Day 3: Finding the Joy in the Fast
BY AMANDA MONTEZ | March 4, 2022
This time last year, surrounded by 8th grade students, I asked “what do you think you will give up this Lent?” They were a little stunned—haven’t we given up enough during the pandemic? As half of the class was on Zoom and half of the class was spread 6-feet apart and masked, it felt like a lot had been sacrificed already—the luxury of in-person school, a warm embrace with a friend, a large family gathering. I reframed my question—what is something that we can intentionally add to our lives during the forty days of Lent?
The principal at Sacred Heart Nativity would frequently tell our faculty that less is more. It reframed the way we spent our days and it carved out time every week for one homeroom to have a joy period—a moment away from the rhythm of school that allowed them to reconnect with themselves and each other. I can picture the food eating contests with 8th grade boys, water balloon fights with the PE teacher, nail painting parties watching Toy Story 3, and slime making in the science lab. This is where the joy lived—when we got to slow down, be in awe of each other’s goodness, and take a fast from traditional learning.
In this season of fasting, what can we do differently to be in companionship with others? To be in accompaniment with those on the margins—the hungry, naked, and oppressed? In what ways can we find joy in the plain, old, ordinary moments of our days?
Today’s passage reminds us that we are not being asked to make big, grandiose fasts. We are being asked to recognize and honor the humanness in each other. And in response, we radically love one another so that the margins dissipate.
- What can you add to your life during Lent to help you to better find joy in the “plan, old, ordinary moments of our days?”
- What Lenten practices can help you to more radically connect with others?

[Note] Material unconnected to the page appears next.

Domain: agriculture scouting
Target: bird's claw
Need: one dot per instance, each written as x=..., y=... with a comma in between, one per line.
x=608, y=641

Amanda Montez Cobian is the director of diversity, equity, and inclusion at Jesuit High School in Portland, OR. She recently finished her graduate degree at the University of San Francisco in international and multicultural education. Her research centers alumni of Nativity schools and how they transition to predominantly white high schools. As a bi-racial educator, she aims to create the classroom environment she wished she could have had as a student and works to create systems of racial equity at work, in research, and as a co-author of Jesuit West’s Community Organizing for Racial Equity (CORE).
I shared this in my blog I’ve been writing for years as I was thinking if Ukraine:
Fr. Bob Traupman
Fasting from judging others who do not share same values; suspending judgment allows me to listen more, understand more this love more. As in the readings yesterday. Choosing life giving practices over death . Pray for peace in Ukraine.
One thing I am trying to do is to laugh five times a day and get at least five other people to laugh in the course of a day. Just bringing a smile to someone’s face can lift another’s spirits and bring a ray of sunshine on a cloudy day.
I am disappointed in the Lenten Posts. I thought there would be more meat and substance. The last three days have left me empty. Perhaps this is the point. I did not know the Posts would be directed to grade school children. Is this the Ignatian method?
I am truly sorry you feel empty but Jesus himself calls us:
“Truly I say to you, unless you change and become like children, you will not enter the kingdom of heaven”
For me, thinking in this way humbles me and reminds me remain humble before God
Empty. Maybe emptiness is a call to know God in a deeper way. A desert experience.
Since most of the people in our parish live by themselves, it is important to take a moment and welcome them at the beginning or end of our prayer. This morning I met a person who I hadn’t seen in some time. She was glad I recognized her and I encouraged her to join me in prayer sometime this week. There is something about doing even the smallest task together so before we go to prayer we will join each other for a visit to someone else in our building. Even the shortest time just to say hello and how the person is before we head off to work, whether teaching or evaluating some of the classes, it is a special time to connect and meditate on the compassion of Jesus Christ for each one of us and use that compassion to serve others.
My husband and I are in our 80s and for us the pandemic is not over. We are still pretty much confined to our quarters. So it is very important to find some joy in each day, be it a short walk outdoors or a game of ping-pong on the kitchen table. Prayer and remote service to our parish keeps us sane and thankful.
I swim daily and live in an assisted living facility W/O balconies or easy access to the sun.
So for Lent after my swim, I’m going to sit outside in the sun for 30 minutes and pray for the people of Ukraine and thank God for my many blessings.
My husband and I, both in our 70’s have sent funds to help Ukraine. It is the least we can do to help those in need.
Attend the solidarity rally for Ukraine tomorrow at the courthouse in Fort Wayne at 3 pm
‘We are being asked to recognize and honor the humanness in each other’ – Well said, Amanda, Thanks.